Silo Load Monitoring
Plant operators need to continuously measure bulk material levels/weight in their silos and hoppers to ensure their processes are running safely, efficiently, and without bottlenecks. Measuring these levels allows operators to automate vessel filling, verify material consumption, and prevent overfilling.
What we offer
ITM provides its customers with a variety of structural load monitoring systems. Using strain gauge based transducer technology, ITM can design and implement a real-time system to continually monitor load responses of the supporting members on an array of structures.
Strain gauge based measurements are more accurate and typically less expensive than load cell retrofitting. The addition of a monitoring system can also reduce the risks associated with manual measurements including contamination of product and, more importantly, injury to a worker.
How do you measure bulk material levels/weights in silos and hoppers?
The two ways to measure bulk material quantity in silos/hoppers are level indicators (laser, ultrasonic, radar) and weight measurements (load cells, strain gauges). Weight measurements are more accurate, safer to install, and can be installed during operation.

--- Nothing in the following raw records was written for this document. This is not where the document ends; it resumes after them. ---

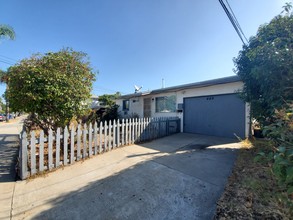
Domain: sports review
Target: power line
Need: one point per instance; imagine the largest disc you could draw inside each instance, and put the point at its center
(8, 58)
(234, 22)
(6, 62)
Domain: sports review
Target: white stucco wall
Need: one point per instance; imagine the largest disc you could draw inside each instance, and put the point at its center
(227, 88)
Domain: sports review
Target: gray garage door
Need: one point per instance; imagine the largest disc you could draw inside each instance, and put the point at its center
(220, 115)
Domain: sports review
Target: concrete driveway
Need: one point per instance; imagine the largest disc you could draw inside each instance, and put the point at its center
(176, 177)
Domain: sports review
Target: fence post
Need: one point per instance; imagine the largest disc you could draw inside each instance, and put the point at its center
(65, 149)
(90, 140)
(78, 156)
(96, 137)
(105, 136)
(84, 151)
(126, 132)
(123, 132)
(72, 144)
(118, 134)
(114, 133)
(41, 152)
(57, 148)
(23, 157)
(110, 136)
(50, 150)
(100, 137)
(33, 153)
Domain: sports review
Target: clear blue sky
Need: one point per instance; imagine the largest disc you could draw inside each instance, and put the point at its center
(135, 41)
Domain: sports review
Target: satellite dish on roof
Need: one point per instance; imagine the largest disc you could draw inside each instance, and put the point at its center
(137, 89)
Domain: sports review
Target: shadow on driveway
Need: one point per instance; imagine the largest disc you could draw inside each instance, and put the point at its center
(8, 154)
(185, 183)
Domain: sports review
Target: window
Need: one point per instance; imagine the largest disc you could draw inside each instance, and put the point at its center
(125, 106)
(166, 104)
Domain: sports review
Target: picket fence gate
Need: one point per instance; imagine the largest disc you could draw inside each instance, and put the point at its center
(39, 153)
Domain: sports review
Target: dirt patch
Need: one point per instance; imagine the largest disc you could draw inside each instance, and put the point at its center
(195, 147)
(252, 191)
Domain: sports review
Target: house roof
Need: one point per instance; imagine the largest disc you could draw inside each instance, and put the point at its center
(224, 80)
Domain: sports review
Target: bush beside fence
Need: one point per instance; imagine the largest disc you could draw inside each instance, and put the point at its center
(39, 153)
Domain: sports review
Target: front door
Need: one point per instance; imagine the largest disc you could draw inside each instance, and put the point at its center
(147, 112)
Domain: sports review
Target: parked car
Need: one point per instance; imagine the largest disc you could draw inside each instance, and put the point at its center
(2, 117)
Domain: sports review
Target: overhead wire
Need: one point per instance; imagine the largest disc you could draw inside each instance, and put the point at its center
(233, 22)
(236, 21)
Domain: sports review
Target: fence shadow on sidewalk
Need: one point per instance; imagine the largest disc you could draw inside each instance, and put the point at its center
(9, 145)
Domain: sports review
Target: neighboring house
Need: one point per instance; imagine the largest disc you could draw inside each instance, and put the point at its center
(210, 107)
(95, 104)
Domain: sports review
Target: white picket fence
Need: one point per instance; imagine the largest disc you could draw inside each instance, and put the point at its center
(39, 153)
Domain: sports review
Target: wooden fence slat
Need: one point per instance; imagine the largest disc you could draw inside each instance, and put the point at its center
(90, 140)
(65, 146)
(57, 148)
(93, 140)
(84, 152)
(33, 153)
(41, 152)
(23, 156)
(96, 138)
(123, 133)
(100, 137)
(50, 150)
(105, 136)
(114, 134)
(118, 133)
(78, 154)
(110, 136)
(132, 131)
(72, 144)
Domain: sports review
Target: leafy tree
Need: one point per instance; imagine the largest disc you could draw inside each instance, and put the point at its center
(2, 105)
(4, 79)
(7, 32)
(53, 87)
(266, 67)
(109, 99)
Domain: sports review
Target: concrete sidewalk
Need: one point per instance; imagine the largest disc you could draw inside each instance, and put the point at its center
(177, 177)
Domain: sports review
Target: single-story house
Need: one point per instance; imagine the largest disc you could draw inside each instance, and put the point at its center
(211, 107)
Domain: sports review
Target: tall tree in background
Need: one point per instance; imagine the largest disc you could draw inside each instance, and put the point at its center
(266, 67)
(4, 79)
(53, 87)
(7, 32)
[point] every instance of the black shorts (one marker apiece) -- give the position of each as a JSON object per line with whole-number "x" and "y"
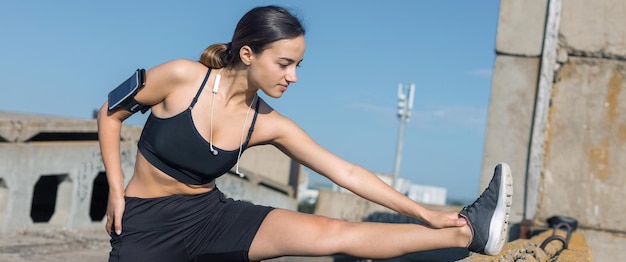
{"x": 205, "y": 227}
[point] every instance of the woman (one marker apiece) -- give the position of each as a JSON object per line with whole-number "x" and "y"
{"x": 203, "y": 115}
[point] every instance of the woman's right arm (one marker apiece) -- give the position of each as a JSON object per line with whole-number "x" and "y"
{"x": 109, "y": 127}
{"x": 160, "y": 81}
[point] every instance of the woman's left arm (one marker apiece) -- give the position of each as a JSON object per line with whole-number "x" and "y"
{"x": 293, "y": 141}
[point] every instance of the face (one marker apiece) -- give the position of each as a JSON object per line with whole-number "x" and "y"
{"x": 274, "y": 68}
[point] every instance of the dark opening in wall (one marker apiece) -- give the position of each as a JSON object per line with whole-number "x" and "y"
{"x": 64, "y": 136}
{"x": 45, "y": 197}
{"x": 99, "y": 197}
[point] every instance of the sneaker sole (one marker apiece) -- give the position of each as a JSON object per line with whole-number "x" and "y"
{"x": 499, "y": 225}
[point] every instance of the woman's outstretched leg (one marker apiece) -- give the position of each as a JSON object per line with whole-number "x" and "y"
{"x": 286, "y": 232}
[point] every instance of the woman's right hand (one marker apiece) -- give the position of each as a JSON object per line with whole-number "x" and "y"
{"x": 115, "y": 211}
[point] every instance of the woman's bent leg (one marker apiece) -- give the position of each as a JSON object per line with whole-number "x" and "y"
{"x": 289, "y": 233}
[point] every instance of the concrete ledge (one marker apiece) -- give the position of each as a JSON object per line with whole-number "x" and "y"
{"x": 530, "y": 250}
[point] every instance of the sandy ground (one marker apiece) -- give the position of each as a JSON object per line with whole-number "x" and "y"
{"x": 69, "y": 246}
{"x": 54, "y": 246}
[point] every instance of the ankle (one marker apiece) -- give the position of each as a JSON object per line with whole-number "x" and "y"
{"x": 465, "y": 236}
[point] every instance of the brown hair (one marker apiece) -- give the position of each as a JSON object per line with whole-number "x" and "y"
{"x": 257, "y": 29}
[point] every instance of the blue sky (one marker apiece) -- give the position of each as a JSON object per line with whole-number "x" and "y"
{"x": 62, "y": 57}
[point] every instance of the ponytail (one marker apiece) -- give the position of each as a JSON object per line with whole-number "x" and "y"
{"x": 216, "y": 56}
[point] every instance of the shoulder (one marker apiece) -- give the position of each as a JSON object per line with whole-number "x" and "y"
{"x": 272, "y": 125}
{"x": 177, "y": 71}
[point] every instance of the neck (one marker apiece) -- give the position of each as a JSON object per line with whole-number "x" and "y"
{"x": 234, "y": 86}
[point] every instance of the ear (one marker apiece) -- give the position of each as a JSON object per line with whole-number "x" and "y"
{"x": 246, "y": 54}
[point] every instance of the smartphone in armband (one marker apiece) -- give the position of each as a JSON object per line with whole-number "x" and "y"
{"x": 123, "y": 96}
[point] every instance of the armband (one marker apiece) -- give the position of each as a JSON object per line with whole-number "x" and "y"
{"x": 123, "y": 96}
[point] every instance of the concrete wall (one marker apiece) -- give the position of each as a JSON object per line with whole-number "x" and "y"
{"x": 583, "y": 147}
{"x": 52, "y": 176}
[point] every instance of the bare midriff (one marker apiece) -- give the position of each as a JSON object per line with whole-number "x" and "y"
{"x": 150, "y": 182}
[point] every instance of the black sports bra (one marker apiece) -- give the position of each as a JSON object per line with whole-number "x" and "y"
{"x": 174, "y": 146}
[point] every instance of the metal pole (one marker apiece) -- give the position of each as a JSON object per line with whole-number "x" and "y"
{"x": 405, "y": 104}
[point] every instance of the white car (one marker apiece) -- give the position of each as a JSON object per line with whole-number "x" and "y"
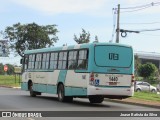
{"x": 144, "y": 86}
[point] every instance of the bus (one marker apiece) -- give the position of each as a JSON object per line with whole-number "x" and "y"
{"x": 92, "y": 70}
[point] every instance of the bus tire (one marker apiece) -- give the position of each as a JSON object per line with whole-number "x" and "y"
{"x": 32, "y": 93}
{"x": 96, "y": 99}
{"x": 61, "y": 94}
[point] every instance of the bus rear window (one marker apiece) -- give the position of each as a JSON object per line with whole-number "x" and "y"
{"x": 113, "y": 56}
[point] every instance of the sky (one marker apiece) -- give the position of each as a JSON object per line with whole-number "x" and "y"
{"x": 98, "y": 17}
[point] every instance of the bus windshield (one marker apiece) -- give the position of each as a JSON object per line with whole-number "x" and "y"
{"x": 113, "y": 56}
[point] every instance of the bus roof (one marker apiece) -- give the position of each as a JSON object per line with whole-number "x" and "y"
{"x": 78, "y": 46}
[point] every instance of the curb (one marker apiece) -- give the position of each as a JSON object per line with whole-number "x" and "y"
{"x": 134, "y": 103}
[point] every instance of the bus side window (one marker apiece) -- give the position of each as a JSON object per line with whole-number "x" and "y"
{"x": 83, "y": 59}
{"x": 53, "y": 60}
{"x": 62, "y": 62}
{"x": 72, "y": 60}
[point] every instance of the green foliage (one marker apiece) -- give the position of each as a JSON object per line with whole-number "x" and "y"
{"x": 30, "y": 36}
{"x": 147, "y": 96}
{"x": 147, "y": 70}
{"x": 84, "y": 37}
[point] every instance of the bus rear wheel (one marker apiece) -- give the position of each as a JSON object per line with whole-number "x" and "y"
{"x": 61, "y": 94}
{"x": 96, "y": 99}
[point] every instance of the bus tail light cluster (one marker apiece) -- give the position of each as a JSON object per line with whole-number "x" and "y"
{"x": 91, "y": 79}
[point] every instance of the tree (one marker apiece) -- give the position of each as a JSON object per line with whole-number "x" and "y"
{"x": 147, "y": 70}
{"x": 30, "y": 36}
{"x": 84, "y": 37}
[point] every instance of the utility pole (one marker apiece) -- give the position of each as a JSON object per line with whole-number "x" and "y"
{"x": 118, "y": 28}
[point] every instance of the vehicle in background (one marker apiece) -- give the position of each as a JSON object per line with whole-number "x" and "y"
{"x": 144, "y": 86}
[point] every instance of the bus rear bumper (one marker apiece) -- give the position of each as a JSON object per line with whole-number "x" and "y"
{"x": 111, "y": 91}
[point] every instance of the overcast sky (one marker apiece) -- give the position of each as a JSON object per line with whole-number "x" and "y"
{"x": 95, "y": 16}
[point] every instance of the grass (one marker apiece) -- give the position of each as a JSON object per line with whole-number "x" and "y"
{"x": 147, "y": 96}
{"x": 9, "y": 80}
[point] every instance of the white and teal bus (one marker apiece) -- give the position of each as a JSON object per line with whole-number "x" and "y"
{"x": 93, "y": 70}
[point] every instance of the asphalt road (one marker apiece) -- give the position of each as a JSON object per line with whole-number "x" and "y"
{"x": 18, "y": 100}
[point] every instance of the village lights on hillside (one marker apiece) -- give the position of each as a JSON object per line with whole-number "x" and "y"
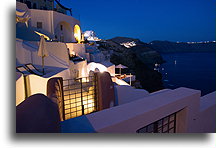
{"x": 129, "y": 44}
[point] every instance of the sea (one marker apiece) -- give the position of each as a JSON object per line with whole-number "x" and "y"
{"x": 191, "y": 70}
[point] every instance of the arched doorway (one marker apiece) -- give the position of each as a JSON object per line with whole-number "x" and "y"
{"x": 77, "y": 33}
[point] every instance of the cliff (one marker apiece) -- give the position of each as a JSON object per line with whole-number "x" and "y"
{"x": 138, "y": 57}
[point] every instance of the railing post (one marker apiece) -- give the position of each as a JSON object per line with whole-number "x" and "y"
{"x": 82, "y": 97}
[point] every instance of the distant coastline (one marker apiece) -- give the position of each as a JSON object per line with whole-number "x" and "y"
{"x": 182, "y": 47}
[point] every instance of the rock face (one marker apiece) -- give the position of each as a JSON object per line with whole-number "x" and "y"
{"x": 139, "y": 58}
{"x": 170, "y": 47}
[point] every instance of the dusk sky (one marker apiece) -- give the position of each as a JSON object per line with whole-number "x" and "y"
{"x": 148, "y": 20}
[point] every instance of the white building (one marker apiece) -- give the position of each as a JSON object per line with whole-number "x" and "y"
{"x": 122, "y": 109}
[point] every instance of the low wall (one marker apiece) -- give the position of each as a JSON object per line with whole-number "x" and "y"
{"x": 130, "y": 117}
{"x": 206, "y": 118}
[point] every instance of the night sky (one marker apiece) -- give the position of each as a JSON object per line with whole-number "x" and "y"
{"x": 148, "y": 20}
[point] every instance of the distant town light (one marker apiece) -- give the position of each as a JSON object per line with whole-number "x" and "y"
{"x": 129, "y": 44}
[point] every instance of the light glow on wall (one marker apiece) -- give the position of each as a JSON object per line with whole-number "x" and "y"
{"x": 77, "y": 33}
{"x": 41, "y": 34}
{"x": 93, "y": 66}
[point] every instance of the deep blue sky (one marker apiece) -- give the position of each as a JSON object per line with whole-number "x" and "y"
{"x": 148, "y": 20}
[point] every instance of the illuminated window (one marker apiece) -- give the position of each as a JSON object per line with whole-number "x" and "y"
{"x": 39, "y": 25}
{"x": 164, "y": 125}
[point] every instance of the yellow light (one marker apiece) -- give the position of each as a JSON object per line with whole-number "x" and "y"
{"x": 41, "y": 34}
{"x": 77, "y": 33}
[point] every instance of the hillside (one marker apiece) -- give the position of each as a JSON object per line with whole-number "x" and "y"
{"x": 138, "y": 57}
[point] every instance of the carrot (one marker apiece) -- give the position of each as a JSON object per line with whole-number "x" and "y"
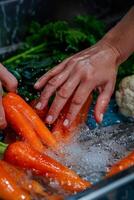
{"x": 20, "y": 177}
{"x": 121, "y": 165}
{"x": 20, "y": 154}
{"x": 59, "y": 131}
{"x": 34, "y": 120}
{"x": 26, "y": 183}
{"x": 41, "y": 113}
{"x": 9, "y": 190}
{"x": 21, "y": 125}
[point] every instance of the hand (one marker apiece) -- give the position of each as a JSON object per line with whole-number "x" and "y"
{"x": 10, "y": 83}
{"x": 79, "y": 75}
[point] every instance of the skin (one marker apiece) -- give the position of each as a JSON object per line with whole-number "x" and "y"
{"x": 79, "y": 75}
{"x": 9, "y": 82}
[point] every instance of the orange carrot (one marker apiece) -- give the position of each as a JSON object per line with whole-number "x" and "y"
{"x": 34, "y": 120}
{"x": 25, "y": 182}
{"x": 59, "y": 131}
{"x": 9, "y": 190}
{"x": 121, "y": 165}
{"x": 21, "y": 125}
{"x": 41, "y": 113}
{"x": 21, "y": 179}
{"x": 20, "y": 154}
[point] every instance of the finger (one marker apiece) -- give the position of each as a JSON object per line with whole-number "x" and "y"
{"x": 46, "y": 77}
{"x": 7, "y": 79}
{"x": 62, "y": 97}
{"x": 3, "y": 123}
{"x": 78, "y": 101}
{"x": 51, "y": 87}
{"x": 102, "y": 101}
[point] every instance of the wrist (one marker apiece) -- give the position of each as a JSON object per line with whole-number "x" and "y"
{"x": 113, "y": 51}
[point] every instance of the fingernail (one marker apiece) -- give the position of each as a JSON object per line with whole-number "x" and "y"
{"x": 101, "y": 117}
{"x": 66, "y": 122}
{"x": 38, "y": 106}
{"x": 49, "y": 118}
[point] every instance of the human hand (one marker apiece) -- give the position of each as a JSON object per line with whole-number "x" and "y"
{"x": 8, "y": 81}
{"x": 79, "y": 75}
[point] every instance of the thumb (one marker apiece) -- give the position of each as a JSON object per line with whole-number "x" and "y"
{"x": 103, "y": 101}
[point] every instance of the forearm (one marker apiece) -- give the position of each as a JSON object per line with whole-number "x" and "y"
{"x": 121, "y": 37}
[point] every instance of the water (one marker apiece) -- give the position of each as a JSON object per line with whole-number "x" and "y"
{"x": 91, "y": 152}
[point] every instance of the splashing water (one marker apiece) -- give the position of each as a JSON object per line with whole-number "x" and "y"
{"x": 91, "y": 152}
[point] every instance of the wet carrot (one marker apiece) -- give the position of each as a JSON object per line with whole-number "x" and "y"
{"x": 22, "y": 155}
{"x": 27, "y": 183}
{"x": 59, "y": 131}
{"x": 34, "y": 120}
{"x": 41, "y": 113}
{"x": 9, "y": 190}
{"x": 21, "y": 125}
{"x": 21, "y": 179}
{"x": 121, "y": 165}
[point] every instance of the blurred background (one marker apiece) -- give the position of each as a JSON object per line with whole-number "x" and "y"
{"x": 15, "y": 15}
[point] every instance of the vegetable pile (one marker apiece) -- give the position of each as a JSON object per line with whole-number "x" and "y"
{"x": 47, "y": 45}
{"x": 28, "y": 153}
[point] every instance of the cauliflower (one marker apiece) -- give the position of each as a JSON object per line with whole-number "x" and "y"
{"x": 125, "y": 96}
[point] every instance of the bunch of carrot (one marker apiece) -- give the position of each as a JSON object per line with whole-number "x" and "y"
{"x": 29, "y": 154}
{"x": 60, "y": 132}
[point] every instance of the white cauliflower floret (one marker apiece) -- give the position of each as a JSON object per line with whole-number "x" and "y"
{"x": 125, "y": 96}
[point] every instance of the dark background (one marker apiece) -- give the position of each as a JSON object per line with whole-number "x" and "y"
{"x": 16, "y": 14}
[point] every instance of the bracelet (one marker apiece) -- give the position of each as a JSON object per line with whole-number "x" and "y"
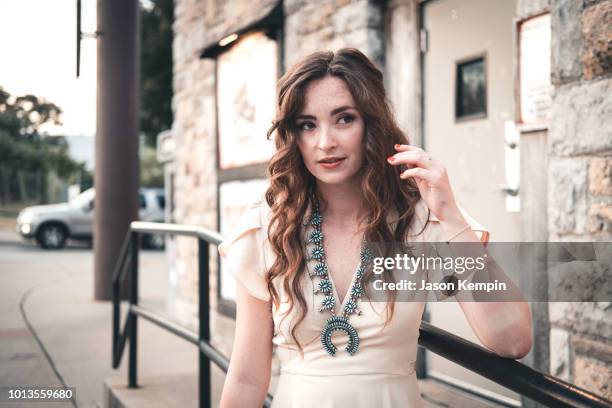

Of the types of weight measurements, ITM prefers to implement strain gauge-based solutions since they do not require structural modification of the vessel.
An ITM silo monitoring system typically consists of weatherproofed strain gauges for each silo leg and a NI CompactRIO embedded controller to acquire data, process signals, and output results. Systems are scalable to accommodate all the silos at the plant.
The graph above shows a typical trend of real silo data during unloading. Weight levels are sent directly to factory DCS systems and historians via common communication protocols like Ethernet/ip and Modbus, or they can be viewed on the system’s webpage or a local/remote workstations and panels.
What are the challenges when measuring bulk material levels/weights?
Most bulk material storage is outside, so temperature and other environmental factors must be accounted for not only in the durability of the equipment, but in the sensor design and data processing. Changes in temperature, wind, and humidity can result in changes to the load path in silo legs. Load changes are account for by instrumenting all or most of the silo legs and selecting the appropriate strain gauge bridge design which results in continuously accurate weight measurements.
While other systems require calibrating the system with known loads (point calibration), ITM calibrates the system using a shunt voltage across the strain gauge bridge. This process automatically calibrates the system and eliminates the requirement of having pre-known material weight added to the vessel.